연금시장 2018. 8. 11. 16:17

채권을 발행해서 조달한 돈을 연기금에 넣어 부채를 낮추고, 연기금은 그 돈으로 훨씬 높은 수익을 낸다?

일반적으로 부과방식 연기금의 부채를 완화하려면 납세자(미래의 납세자)로부터 더많은 세금을 거두어야합니다. 미국 시카고시의 경우 공적연기금의 재정악화로 2019년부터 2023년 사이에 9억달러(약 1조원)이 필요합니다.

시카고시 시장인 Rahm Emanuel의 재무담당 참모들은 납세자에게 부담을 주지 않는 방안을 고려하고 있다고 지난 주 금요일(2018년8월3일)부터 공공연하게 말하고 있습니다.

저리로 채권(소위 pension obligation bonds) 발행해서 시카고의 취약해져가는 공적 연기금(Chicago’s ailing pension funds) 부채를 280억달러 줄이겠다는 겁니다. 관련 리스크가 무엇인지에 대해서 논란이 벌어지고 있습니다.

 

출처 : http://www.chicagotribune.com/news/local/politics/ct-met-rahm-emanuel-pension-debt-bonds-20180803-story,amp.html?__twitter_impression=true

 

Borrowing billions to lower Chicago's pension debt? Emanuel's finance team is considering it.

Chicago Tribune

Mayor Rahm Emanuel’s financial team is considering borrowing billions of dollars to pour into Chicago’s ailing pension funds — a move they contend could save future taxpayers hundreds of millions of dollars but experts say comes with risk.

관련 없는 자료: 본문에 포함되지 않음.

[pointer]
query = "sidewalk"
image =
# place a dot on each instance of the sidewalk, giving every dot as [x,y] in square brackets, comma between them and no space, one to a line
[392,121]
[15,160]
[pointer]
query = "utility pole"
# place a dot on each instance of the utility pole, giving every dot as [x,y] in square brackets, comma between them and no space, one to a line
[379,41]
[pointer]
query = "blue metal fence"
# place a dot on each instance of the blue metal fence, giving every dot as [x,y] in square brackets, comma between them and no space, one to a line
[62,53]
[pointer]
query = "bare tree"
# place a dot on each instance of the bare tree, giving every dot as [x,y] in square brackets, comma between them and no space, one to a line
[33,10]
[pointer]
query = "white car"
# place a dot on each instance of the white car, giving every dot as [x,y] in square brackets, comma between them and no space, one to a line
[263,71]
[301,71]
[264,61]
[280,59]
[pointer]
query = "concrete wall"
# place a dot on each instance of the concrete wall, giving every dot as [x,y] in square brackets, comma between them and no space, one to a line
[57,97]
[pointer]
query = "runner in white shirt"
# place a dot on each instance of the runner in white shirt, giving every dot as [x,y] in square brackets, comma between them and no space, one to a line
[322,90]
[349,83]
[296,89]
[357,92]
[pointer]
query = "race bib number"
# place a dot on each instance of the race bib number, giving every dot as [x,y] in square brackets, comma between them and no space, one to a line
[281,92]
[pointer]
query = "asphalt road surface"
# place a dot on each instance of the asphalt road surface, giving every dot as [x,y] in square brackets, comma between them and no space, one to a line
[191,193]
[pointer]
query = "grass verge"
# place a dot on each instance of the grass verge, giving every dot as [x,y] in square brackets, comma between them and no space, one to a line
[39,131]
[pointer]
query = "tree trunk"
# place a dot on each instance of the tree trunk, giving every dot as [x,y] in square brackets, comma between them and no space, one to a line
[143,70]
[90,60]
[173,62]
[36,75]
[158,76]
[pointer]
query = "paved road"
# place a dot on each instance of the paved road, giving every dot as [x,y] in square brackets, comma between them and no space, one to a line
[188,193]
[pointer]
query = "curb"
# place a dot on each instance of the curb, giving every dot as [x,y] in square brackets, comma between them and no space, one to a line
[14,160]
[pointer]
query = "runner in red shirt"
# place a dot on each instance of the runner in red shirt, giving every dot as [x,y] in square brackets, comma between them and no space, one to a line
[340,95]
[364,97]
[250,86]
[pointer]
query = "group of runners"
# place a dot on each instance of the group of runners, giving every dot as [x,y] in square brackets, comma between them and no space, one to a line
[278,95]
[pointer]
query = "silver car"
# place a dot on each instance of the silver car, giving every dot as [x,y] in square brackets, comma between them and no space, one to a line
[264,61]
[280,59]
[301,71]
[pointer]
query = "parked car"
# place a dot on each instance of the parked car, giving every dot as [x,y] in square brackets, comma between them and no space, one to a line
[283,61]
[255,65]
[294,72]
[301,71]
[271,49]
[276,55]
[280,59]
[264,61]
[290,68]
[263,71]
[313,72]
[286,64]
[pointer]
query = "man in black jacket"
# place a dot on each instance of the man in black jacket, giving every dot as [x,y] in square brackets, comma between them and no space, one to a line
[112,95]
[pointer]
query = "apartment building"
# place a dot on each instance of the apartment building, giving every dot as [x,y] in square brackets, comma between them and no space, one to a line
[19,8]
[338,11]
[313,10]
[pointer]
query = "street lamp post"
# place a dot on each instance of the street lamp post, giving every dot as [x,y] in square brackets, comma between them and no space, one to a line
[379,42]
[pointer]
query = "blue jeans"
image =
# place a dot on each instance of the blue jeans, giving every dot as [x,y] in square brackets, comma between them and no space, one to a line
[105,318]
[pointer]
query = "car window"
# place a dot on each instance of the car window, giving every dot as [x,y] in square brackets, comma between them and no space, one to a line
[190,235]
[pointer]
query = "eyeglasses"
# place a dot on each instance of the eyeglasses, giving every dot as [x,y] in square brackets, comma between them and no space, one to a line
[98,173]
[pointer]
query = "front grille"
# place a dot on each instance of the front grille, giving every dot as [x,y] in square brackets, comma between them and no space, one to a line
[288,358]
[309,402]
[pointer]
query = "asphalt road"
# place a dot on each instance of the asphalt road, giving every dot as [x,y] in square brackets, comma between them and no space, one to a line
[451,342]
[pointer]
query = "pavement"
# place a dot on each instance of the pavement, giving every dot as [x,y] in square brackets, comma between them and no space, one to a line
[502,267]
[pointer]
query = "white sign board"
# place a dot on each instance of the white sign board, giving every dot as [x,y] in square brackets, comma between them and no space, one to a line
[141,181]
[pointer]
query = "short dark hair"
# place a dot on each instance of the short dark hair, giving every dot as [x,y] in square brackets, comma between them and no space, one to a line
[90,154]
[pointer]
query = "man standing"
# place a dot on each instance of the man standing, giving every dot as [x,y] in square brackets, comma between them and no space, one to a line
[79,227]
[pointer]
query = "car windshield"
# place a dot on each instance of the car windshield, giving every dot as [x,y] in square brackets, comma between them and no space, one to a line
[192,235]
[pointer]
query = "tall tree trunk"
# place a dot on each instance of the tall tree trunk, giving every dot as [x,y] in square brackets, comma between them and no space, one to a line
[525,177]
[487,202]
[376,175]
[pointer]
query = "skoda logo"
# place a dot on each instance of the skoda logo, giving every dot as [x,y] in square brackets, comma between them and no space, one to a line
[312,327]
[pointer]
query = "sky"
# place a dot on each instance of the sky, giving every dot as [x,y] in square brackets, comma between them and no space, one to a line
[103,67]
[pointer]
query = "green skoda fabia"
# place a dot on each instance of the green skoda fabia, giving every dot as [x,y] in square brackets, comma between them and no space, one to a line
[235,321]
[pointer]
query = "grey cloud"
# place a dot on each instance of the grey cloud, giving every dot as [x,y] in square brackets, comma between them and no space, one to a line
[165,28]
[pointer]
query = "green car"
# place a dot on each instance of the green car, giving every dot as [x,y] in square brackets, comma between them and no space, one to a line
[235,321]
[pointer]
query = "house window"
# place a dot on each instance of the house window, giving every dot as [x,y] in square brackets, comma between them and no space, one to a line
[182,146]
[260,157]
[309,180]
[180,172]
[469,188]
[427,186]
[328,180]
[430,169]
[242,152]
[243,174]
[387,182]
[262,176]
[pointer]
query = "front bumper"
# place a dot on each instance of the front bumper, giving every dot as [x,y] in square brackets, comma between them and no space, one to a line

The idea is to issue bonds at relatively low interest rates and use the money to reduce the city’s $28 billion in pension debt. The pension funds would invest the bond proceeds and ideally earn returns that outpace the interest the city would have to pay on the bond debt.

Issuing so-called pension obligation bonds would be a first for Chicago, which for years shortchanged four city worker pension funds and is now trying to catch up.

Emanuel’s close friend and confidant Michael Sacks, CEO of the GCM Grosvenor asset management firm, floated the concept Thursday at an annual conference for buyers and raters of city debt, sparking mixed reactions among investors across the nation, according to participants.

City Chief Financial Officer Carole Brown confirmed Friday that the city is evaluating the idea, although it has yet to draw up a detailed plan.

In an interview, Brown noted that investors and debt rating agencies are constantly questioning how the city will handle required annual pension contributions that are expected to increase by more than $900 million between 2019 and 2023. Those looming costs are the primary reason the city’s general obligation bonds are rated mostly at junk or near-junk levels.

If the city could lower the overall cost by issuing bonds, perhaps by hundreds of millions of dollars or more, “how can I not look at that?” Brown said, adding that she hopes to make a decision this year because of concerns that the bond market could become less favorable to the city after that.

Richard Ciccarone, a bond analyst who long has sounded the alarm over Chicago’s pension debt and took part in Thursday’s conference, said the market’s reaction to the idea has been “very mixed.”

“The market has hated pension bonds for a while here now,” said Ciccarone, president and CEO of Merritt Research Services, noting defaults in Detroit, Puerto Rico and three California municipalities. “Many people got burned on them.”

But he also said what Chicago is contemplating appears to be different, in that the bonds as discussed would have a dedicated revenue source, under a structure called “securitization,” that might give investors greater confidence and result in lower interest rates.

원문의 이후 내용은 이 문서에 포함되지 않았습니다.